- Developer: Team Ninja
- Publisher: Koei Tecmo
- Series: Wo Long
- Platforms: Nintendo Switch 2; PlayStation 5; Windows; Xbox Series X/S;
- Release: March 4, 2027
- Genre: Action role-playing
- Mode: Single-player

= Wo Long 2: Wings of Ember =

Upcoming video game

Wo Long 2: Wings of Ember is an upcoming action role-playing game developed by Team Ninja and published by Koei Tecmo. It is a sequel to Wo Long: Fallen Dynasty (2023). It is scheduled for release in early 2027 for Nintendo Switch 2, PlayStation 5, Windows, and Xbox Series X/S.

== Gameplay ==
Wo Long 2: Wings of Ember is an action role-playing game set in a dark fantasy version of the Three Kingdoms period of Chinese history. The player controls a nameless champion who fights humans and demons across battlefields inspired by the late Eastern Han dynasty. The game builds on the Chinese martial arts based combat of Wo Long: Fallen Dynasty, with an evolved system involving both offensive and defensive techniques. At launch, the game features six weapon classes, with each having its own unique moveset. Players must parry an opponent's attack to drain their stamina. A successful parry opens up opportunities for counterattacks. In addition, levels are more open than those in its predecessor, allowing players to explore for optional content.

==Story==
The game is set after the events of Wo Long: Fallen Dynasty during a fantasy interpretation of the late Eastern Han period, as warlords compete for power and figures associated with the Three Kingdoms emerge. The story involves wars fought over the pursuit of an elixir of immortality and a protagonist empowered by the phoenix.

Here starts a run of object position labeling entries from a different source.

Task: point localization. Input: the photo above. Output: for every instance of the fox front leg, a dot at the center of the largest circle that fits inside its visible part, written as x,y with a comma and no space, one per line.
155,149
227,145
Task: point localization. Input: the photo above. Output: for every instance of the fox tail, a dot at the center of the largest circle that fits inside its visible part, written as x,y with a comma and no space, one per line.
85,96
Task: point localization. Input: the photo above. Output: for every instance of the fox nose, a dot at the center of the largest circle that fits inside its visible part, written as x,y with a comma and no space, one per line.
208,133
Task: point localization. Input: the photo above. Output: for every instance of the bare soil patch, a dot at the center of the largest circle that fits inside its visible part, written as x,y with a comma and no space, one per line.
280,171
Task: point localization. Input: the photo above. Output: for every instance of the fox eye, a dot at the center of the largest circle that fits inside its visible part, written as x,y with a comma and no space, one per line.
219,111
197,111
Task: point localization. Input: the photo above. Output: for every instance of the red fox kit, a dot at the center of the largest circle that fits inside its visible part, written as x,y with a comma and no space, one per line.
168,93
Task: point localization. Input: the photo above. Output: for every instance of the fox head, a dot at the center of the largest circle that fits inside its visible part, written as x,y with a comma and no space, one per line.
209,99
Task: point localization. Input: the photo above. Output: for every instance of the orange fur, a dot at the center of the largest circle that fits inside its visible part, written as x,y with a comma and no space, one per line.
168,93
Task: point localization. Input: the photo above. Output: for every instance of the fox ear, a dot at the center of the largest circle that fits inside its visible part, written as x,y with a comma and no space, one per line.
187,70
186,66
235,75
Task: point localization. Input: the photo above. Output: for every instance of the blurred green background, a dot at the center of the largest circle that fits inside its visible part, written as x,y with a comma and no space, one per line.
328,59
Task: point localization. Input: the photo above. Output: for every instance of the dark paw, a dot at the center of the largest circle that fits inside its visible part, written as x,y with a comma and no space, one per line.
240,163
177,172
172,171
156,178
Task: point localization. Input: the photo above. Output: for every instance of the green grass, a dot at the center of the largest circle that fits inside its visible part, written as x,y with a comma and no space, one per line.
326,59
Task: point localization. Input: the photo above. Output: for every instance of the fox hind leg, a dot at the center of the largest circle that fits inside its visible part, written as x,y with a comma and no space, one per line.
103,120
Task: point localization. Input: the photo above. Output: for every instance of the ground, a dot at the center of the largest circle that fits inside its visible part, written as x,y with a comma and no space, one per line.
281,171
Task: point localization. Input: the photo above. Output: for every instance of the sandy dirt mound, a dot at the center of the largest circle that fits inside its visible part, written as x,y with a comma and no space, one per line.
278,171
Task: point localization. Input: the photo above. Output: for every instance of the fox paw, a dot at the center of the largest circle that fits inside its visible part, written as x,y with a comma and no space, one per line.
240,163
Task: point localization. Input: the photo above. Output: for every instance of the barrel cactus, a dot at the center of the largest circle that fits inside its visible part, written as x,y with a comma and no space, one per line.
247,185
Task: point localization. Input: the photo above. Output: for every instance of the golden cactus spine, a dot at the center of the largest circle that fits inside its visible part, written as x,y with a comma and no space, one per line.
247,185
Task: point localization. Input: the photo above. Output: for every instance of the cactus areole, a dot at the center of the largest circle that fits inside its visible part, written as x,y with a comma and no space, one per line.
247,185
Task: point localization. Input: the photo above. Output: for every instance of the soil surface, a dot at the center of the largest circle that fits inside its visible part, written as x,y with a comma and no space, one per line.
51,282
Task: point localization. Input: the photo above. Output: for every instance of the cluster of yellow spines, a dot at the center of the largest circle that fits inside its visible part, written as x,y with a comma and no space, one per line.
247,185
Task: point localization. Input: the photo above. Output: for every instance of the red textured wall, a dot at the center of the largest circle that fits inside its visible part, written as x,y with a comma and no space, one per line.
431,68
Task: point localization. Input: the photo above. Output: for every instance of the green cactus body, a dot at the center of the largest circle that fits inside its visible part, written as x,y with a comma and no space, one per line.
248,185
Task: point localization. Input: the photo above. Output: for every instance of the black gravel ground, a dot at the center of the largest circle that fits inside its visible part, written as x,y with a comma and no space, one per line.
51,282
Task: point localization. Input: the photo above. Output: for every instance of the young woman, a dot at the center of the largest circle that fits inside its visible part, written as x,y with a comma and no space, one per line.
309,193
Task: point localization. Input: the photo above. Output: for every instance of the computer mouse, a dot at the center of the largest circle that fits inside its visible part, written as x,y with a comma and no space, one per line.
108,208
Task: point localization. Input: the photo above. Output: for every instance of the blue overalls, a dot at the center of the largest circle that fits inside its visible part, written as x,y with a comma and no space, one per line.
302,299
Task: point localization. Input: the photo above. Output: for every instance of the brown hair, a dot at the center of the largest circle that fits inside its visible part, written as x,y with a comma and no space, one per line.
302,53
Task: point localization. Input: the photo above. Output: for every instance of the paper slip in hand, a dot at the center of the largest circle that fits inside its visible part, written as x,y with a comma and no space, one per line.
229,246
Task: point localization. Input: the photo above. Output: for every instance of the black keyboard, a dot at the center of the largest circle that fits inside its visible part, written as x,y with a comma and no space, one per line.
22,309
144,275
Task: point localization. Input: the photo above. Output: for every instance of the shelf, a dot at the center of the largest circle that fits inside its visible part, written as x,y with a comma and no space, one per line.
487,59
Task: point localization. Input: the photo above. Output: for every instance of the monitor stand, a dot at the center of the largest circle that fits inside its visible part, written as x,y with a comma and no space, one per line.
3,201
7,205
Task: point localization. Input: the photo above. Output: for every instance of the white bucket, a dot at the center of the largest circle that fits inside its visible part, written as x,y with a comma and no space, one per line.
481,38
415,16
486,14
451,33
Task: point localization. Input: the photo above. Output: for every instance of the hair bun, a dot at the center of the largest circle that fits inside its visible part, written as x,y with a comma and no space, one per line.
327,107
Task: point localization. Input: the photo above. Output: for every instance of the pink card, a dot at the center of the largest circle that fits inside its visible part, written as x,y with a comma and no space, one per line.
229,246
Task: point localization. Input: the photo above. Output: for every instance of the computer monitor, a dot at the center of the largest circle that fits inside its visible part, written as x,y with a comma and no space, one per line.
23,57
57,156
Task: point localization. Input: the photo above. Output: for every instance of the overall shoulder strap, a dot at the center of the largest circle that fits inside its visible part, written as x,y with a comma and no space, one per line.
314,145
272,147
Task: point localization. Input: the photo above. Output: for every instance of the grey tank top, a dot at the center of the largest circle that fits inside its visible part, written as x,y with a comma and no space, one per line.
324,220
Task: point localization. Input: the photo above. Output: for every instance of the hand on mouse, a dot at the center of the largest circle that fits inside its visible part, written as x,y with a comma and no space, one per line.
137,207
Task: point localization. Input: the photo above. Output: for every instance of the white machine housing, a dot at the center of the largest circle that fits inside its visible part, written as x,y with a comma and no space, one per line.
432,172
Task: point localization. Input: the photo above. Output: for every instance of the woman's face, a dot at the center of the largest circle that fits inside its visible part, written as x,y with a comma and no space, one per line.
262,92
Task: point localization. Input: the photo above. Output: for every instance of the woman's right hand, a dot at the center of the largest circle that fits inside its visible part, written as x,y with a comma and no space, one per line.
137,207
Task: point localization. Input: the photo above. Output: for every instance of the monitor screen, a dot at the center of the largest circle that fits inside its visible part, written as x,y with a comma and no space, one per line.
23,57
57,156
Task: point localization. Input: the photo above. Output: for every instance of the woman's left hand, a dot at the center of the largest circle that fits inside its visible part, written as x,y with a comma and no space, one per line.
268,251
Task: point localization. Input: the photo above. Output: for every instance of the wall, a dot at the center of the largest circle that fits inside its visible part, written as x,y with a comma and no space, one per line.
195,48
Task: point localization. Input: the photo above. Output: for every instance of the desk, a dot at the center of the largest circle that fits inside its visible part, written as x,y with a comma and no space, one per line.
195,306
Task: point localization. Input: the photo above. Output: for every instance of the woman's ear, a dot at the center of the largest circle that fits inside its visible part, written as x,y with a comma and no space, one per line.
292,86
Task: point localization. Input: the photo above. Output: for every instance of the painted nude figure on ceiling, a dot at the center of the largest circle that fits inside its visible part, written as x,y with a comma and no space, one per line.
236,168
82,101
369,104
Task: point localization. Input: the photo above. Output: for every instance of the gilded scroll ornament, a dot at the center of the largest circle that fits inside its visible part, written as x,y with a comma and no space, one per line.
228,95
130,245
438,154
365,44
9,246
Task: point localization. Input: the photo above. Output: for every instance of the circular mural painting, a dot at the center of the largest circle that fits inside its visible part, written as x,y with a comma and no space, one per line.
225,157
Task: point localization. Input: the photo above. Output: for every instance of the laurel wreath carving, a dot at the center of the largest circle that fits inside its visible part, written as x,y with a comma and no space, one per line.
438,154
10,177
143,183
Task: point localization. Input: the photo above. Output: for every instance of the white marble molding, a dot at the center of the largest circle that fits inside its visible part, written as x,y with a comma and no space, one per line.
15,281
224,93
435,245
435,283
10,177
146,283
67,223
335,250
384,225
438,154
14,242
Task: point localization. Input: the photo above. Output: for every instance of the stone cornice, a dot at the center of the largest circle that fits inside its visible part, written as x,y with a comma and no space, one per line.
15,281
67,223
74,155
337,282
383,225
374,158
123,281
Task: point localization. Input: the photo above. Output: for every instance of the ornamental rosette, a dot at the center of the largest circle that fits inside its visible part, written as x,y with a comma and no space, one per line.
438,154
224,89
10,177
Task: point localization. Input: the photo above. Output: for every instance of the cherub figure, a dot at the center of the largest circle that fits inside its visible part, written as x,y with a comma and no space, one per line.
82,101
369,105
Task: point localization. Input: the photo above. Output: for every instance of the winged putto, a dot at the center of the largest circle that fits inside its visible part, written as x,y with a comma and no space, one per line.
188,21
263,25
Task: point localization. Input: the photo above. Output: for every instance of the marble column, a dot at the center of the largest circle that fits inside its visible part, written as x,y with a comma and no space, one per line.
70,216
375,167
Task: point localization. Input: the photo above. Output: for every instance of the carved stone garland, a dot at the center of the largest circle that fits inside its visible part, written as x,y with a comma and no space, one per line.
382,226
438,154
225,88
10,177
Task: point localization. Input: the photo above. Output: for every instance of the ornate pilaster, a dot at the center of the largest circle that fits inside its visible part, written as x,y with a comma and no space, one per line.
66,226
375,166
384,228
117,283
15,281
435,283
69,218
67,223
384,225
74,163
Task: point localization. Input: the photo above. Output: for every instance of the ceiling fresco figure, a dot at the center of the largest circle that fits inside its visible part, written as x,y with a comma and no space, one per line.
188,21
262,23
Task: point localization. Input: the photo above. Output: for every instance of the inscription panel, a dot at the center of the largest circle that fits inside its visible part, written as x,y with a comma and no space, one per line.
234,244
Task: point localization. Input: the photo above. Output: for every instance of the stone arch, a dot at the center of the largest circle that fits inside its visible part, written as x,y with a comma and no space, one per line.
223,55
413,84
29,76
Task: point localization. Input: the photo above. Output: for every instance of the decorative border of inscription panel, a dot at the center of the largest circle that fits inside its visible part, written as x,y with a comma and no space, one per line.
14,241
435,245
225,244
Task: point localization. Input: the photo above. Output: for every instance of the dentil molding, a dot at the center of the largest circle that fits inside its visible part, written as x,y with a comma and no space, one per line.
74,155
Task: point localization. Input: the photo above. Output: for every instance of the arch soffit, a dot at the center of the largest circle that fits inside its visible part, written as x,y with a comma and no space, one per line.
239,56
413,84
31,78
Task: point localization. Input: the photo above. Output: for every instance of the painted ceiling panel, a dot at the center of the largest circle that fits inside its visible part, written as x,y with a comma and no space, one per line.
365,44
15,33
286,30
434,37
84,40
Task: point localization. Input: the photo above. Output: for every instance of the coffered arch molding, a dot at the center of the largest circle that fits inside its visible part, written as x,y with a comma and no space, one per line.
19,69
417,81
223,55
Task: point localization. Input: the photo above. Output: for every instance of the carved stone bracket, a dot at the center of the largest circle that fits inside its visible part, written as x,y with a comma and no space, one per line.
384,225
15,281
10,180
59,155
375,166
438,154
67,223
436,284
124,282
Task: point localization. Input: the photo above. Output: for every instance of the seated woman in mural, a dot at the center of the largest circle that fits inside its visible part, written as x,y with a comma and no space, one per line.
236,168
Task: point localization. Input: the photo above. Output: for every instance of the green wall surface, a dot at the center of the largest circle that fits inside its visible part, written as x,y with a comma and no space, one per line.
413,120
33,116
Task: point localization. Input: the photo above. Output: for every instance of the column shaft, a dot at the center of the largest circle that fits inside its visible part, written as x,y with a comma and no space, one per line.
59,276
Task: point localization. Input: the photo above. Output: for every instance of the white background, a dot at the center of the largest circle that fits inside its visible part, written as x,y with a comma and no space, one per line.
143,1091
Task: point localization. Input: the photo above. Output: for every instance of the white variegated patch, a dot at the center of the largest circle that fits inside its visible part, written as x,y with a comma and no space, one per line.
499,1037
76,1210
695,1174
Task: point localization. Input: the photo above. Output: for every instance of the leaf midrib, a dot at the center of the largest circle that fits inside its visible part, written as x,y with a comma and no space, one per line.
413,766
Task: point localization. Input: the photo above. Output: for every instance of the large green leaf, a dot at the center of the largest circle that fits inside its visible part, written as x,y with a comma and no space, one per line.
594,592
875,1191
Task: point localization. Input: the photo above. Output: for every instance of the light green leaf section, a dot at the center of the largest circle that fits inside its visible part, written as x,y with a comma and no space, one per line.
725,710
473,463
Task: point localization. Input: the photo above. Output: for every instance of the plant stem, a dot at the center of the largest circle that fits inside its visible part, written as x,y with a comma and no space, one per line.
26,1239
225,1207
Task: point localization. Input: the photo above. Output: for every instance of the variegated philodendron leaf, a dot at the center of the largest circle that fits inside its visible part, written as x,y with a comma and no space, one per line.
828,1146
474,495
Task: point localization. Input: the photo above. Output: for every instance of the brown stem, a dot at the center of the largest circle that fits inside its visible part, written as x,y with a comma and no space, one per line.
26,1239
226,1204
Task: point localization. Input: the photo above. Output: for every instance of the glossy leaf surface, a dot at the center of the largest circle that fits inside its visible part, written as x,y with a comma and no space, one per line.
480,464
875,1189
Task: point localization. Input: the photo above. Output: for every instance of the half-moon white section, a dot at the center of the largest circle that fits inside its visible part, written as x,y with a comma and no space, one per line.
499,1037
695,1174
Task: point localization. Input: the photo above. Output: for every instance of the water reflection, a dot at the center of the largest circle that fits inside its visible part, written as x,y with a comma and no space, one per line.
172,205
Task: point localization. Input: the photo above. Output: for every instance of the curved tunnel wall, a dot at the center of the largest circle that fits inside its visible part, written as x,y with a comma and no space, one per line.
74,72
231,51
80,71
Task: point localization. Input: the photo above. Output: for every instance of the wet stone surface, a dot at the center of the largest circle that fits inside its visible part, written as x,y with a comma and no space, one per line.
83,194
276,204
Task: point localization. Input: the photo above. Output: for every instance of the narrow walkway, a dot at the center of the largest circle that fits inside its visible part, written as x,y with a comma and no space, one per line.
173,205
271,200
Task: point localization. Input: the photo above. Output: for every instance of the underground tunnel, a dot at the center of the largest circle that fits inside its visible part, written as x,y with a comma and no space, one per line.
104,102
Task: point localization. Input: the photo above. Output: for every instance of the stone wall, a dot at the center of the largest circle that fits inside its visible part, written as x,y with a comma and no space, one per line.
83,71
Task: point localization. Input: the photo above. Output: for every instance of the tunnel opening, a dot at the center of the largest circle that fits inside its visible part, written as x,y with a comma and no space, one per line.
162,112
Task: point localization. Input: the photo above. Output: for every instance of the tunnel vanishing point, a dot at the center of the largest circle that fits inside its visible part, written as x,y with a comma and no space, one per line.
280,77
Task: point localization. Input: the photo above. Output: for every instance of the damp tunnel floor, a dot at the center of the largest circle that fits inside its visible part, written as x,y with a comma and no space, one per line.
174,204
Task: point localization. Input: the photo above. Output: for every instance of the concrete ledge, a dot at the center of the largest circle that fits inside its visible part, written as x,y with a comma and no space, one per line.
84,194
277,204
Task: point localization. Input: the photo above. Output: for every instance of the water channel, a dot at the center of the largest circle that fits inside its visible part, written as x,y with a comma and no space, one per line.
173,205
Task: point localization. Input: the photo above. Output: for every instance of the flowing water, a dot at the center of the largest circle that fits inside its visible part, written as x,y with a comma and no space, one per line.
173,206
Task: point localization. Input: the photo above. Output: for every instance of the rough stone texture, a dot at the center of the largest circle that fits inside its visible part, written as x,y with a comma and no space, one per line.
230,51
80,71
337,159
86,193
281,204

== Development and release ==
In February 2024, Koei Tecmo revealed that the studio had "no plans" for a Wo Long sequel, though the team expressed interest in a new game based on the Three Kingdoms era.
Wo Long 2: Wings of Ember was announced during the Xbox Games Showcase on June 7, 2026. The game is scheduled to launch worldwide on March 4, 2027 for Windows, Nintendo Switch 2, PlayStation 5, and Xbox Series X and Series S. It is also planned to be available through Xbox Game Pass at launch. A demo for the game was released on September 2026.